The video decoding method according to claim 13, wherein
Having the step of decoding the encoded data about the positional relationship information of the camera,
A video decoding method.

The video decoding method according to claim 13 or 14,
In the step of estimating the parallax compensation image, a pixel whose pixel value cannot be estimated based on the decoded reference viewpoint image, the decoded distance image, and the positional relationship of the camera is calculated based on the pixel values of surrounding pixels. Estimating the pixel value of
A video decoding method.

The video decoding method according to claim 13 or 14,
In the step of estimating the parallax compensation image, for a pixel whose pixel value cannot be estimated based on the decoded reference viewpoint image, the decoded distance image, and the positional relationship of the camera, the motion information of the surrounding pixels is used for the pixel value. Estimating the motion information and estimating the pixel value of the pixel based on the estimated motion information and the pixel value of the decoded image;
A video decoding method.

A video encoding program for causing a computer to execute the video encoding method according to any one of claims 1 to 12.
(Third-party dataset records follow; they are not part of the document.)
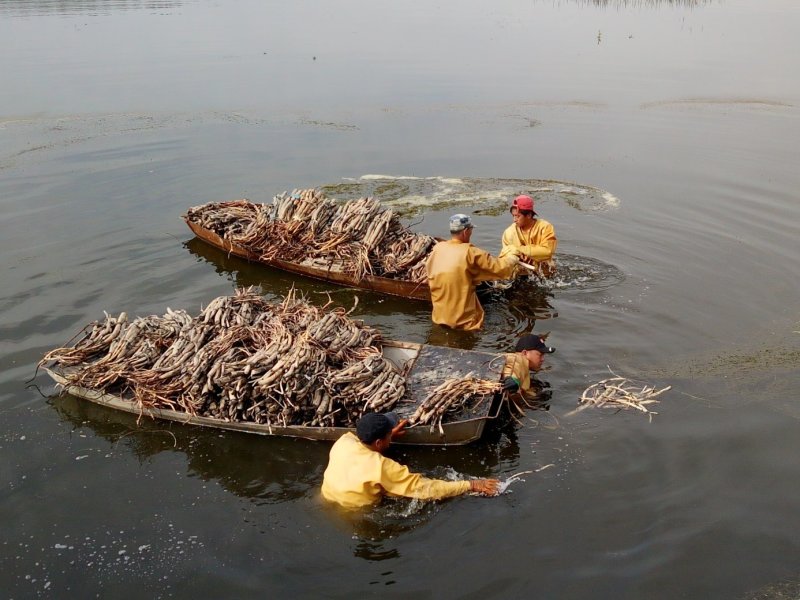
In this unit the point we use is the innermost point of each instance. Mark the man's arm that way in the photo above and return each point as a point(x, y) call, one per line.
point(398, 480)
point(485, 267)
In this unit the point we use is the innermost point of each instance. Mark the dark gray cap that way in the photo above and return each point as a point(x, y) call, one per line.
point(375, 426)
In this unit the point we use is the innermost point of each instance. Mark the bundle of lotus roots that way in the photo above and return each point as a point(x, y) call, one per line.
point(240, 359)
point(451, 397)
point(357, 237)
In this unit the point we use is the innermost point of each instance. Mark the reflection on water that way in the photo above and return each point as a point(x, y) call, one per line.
point(638, 3)
point(489, 196)
point(269, 471)
point(30, 8)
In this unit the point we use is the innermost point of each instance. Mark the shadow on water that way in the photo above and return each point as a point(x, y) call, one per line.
point(267, 470)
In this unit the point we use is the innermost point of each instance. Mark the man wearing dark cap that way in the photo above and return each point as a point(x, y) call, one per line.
point(358, 474)
point(534, 239)
point(454, 268)
point(529, 356)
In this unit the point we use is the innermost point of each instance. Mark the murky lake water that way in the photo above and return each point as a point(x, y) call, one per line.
point(660, 138)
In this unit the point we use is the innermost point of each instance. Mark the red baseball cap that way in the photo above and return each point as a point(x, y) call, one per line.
point(523, 203)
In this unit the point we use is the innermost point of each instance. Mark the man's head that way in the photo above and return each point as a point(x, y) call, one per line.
point(533, 348)
point(522, 211)
point(375, 429)
point(461, 227)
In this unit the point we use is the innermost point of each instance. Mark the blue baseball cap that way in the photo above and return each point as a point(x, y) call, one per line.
point(460, 222)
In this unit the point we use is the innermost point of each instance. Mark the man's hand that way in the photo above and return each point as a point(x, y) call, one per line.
point(511, 385)
point(399, 429)
point(487, 487)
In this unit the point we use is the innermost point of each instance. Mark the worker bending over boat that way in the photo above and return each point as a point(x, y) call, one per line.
point(358, 474)
point(533, 239)
point(454, 268)
point(528, 356)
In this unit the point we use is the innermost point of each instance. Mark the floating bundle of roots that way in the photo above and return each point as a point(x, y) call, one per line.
point(357, 237)
point(240, 359)
point(620, 393)
point(451, 397)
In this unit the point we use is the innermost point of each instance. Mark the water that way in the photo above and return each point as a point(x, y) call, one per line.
point(660, 138)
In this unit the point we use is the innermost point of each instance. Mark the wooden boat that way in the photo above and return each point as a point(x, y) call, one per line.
point(383, 285)
point(427, 366)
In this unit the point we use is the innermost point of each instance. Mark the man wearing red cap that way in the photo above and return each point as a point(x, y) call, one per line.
point(532, 238)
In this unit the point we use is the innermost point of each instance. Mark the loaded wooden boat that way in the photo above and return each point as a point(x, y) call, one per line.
point(331, 274)
point(426, 367)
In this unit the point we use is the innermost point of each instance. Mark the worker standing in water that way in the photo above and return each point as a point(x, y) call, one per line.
point(454, 268)
point(528, 356)
point(359, 475)
point(532, 238)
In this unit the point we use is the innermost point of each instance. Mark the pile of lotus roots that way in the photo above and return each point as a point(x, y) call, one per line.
point(358, 237)
point(240, 359)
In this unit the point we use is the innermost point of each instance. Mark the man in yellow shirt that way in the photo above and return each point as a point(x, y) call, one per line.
point(454, 268)
point(529, 356)
point(532, 238)
point(358, 474)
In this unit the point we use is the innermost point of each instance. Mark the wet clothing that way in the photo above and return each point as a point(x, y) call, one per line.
point(517, 366)
point(358, 476)
point(536, 245)
point(454, 269)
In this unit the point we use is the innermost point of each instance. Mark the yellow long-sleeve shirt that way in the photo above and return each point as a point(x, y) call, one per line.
point(537, 244)
point(517, 366)
point(358, 476)
point(454, 269)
A computer-readable recording medium on which a video encoding program for causing a computer to execute the video encoding method according to any one of claims 1 to 12 is recorded.

A video decoding program for causing a computer to execute the video decoding method according to any one of claims 13 to 16.

A computer-readable recording medium on which a video decoding program for causing a computer to execute the video decoding method according to any one of claims 13 to 16 is recorded.